First, it lists as my one negative factor that I do not have any balance on my revolving credit.  I don't know what this really means, but I assume they want to see me use my credit card and leave a balance?  My habit is to pay for things with debit card because I only buy when I have the money for it.  I very rarely use my one credit card (have not opened a new credit card ever since the one I opened in college), and if I do, I pay it off the next day so I don't accrue interest.  I'm basically risk averse and fairly debt averse.  My plan is to use my credit card when I buy groceries etc. instead of using my debit card, and then paying them off the next day.  I don't know if that will be sufficient to show them that I'm using revolving credit "in moderation" or do I need to leave the balance on the credit card until it's time to pay?

 

Second, one of the positives is that I had a medical school loan that I paid for in automatic deductions from my bank account through residency and fellowship.

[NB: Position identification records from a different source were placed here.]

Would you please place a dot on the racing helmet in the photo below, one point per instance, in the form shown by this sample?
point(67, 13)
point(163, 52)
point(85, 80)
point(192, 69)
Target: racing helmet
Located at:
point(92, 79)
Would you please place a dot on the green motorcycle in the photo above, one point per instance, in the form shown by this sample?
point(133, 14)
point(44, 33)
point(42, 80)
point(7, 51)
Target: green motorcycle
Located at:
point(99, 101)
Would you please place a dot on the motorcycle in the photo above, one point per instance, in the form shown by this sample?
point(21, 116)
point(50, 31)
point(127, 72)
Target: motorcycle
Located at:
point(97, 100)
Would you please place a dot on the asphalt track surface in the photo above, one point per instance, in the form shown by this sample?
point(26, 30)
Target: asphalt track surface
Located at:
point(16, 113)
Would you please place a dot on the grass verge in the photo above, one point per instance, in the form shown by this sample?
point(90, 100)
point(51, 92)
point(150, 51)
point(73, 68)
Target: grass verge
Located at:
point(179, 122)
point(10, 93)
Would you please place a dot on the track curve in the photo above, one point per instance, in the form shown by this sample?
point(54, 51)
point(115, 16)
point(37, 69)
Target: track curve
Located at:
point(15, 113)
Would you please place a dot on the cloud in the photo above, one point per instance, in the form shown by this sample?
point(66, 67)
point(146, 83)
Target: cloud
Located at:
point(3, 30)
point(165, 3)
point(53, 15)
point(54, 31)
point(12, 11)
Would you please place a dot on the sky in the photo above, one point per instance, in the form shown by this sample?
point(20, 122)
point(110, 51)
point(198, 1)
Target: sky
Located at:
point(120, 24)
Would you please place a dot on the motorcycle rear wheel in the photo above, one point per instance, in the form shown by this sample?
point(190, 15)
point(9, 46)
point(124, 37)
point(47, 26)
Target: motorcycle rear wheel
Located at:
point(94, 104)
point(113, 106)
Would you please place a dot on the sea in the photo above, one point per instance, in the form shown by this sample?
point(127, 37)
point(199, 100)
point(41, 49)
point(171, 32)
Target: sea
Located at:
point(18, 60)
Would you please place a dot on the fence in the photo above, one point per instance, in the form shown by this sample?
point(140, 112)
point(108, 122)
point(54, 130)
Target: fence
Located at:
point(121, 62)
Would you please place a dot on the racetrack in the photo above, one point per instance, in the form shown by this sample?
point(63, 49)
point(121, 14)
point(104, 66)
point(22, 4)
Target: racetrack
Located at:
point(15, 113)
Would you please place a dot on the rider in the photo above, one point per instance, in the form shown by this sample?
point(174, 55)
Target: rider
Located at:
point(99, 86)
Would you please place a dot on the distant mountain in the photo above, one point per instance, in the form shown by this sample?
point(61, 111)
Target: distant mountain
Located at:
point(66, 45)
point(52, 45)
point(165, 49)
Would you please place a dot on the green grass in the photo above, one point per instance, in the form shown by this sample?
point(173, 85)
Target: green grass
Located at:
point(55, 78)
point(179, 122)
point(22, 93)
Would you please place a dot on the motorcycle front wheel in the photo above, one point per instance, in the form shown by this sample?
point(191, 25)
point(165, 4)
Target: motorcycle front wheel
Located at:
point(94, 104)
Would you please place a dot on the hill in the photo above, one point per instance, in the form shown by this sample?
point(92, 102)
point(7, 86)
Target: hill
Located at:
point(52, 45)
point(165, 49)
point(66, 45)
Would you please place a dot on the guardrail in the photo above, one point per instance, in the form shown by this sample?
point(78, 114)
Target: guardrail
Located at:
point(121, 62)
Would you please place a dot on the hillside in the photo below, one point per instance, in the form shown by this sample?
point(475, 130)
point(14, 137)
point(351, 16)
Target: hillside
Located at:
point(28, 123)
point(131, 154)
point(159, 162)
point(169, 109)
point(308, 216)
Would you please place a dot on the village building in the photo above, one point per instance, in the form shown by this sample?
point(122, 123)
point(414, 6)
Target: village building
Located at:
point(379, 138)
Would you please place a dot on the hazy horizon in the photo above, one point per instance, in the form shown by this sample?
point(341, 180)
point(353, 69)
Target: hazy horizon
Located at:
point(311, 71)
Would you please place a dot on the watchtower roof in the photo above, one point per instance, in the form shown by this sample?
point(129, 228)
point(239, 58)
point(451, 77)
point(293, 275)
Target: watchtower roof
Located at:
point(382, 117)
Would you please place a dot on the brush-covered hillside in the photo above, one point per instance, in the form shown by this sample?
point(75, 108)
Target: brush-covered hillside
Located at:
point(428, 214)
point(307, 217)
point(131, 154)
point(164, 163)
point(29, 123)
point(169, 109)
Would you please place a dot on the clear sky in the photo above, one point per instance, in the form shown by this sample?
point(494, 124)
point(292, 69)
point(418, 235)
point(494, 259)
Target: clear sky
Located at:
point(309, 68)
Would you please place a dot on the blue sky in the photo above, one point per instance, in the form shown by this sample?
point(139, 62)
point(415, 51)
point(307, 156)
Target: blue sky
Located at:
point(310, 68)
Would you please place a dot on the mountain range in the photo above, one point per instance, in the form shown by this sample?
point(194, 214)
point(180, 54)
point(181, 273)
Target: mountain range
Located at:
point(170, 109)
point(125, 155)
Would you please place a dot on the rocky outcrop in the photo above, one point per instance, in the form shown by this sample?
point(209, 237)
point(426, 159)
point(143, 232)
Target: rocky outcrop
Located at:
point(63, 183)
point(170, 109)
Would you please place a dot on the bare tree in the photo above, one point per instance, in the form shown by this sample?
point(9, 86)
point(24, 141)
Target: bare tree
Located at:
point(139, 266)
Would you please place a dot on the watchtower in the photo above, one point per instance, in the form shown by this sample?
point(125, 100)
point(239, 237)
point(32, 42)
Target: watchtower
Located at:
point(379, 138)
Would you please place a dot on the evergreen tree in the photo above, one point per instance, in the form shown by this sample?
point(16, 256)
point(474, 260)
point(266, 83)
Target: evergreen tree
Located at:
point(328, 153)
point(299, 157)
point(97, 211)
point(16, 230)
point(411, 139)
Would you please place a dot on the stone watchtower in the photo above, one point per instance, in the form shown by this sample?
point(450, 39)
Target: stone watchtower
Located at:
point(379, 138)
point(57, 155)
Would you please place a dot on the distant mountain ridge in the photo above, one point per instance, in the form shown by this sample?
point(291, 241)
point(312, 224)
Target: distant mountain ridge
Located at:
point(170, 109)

In hindsight, I can see how regular payment of an installment loan can demonstrate credit-worthiness.  Unfortunately, I decided to pay off the entire principal last week, and I don't have any loans to which I'm making regular payments.  Will the lack of debt/loan obligations hurt my score?  I guess I will see in a few weeks whether my score drops when the lender reports that I've paid off my student loan early.  

 

Thanks for your thoughts and advice. 


#1.  FICO dings you for having all of your CC reporting a 0 balance.  Let all but one report 0 balances and the other at 9% or below.

 

#2.  Installment loans play a very small factor in your score.  If this was your only active installment loan, it could cause a drop in score due to no credit mix.

Message 3 of 5
New Member

Re: how much revolving credit is enough?

re: #1, I only have one credit card, but I can easily use it instead of my debit card and leave a balance and pay off the balance at the end of each period.  I will not leave any balance that will accrue interest, however.  It's not acceptable to me, personally.

 

re: #2, interesting.  Unfortunately my school loan was the only installment loan I have and I made the mistake of paying it off too early.  Am I to assume that I should take out another loan, like a small auto loan, just so my FICO score doesn't get dinged for not having enough credit mix?  I see 2 problems with that: 1. I don't need a new car, so it's really not practical and 2. I'm concerned about the effect asking for credit will have on my score, since I read that asking for credit also negatively affects one's score. 
And there isn't anything I need right now for which I will need a loan, so it seems like it's a catch 22. 

Message 4 of 5
Highlighted
Epic Contributor

Re: how much revolving credit is enough?


nomenclature wrote:

re: #1, I only have one credit card, but I can easily use it instead of my debit card and leave a balance and pay off the balance at the end of each period.  I will not leave any balance that will accrue interest, however.  It's not acceptable to me, personally.  You don't have to pay interest if done correctly.  You let it report the small balance then pay it before the due date to avoid interest payments.

 

re: #2, interesting.  Unfortunately my school loan was the only installment loan I have and I made the mistake of paying it off too early.  Am I to assume that I should take out another loan, like a small auto loan, just so my FICO score doesn't get dinged for not having enough credit mix?  I see 2 problems with that: 1. I don't need a new car, so it's really not practical and 2. I'm concerned about the effect asking for credit will have on my score, since I read that asking for credit also negatively affects one's score. 
And there isn't anything I need right now for which I will need a loan, so it seems like it's a catch 22. 

 

If you don't need anything, certainly do not apply for any just for a FICO score.  The paid installment will still be included in your AAoA and stay for 10 years from date closed so it is helping you.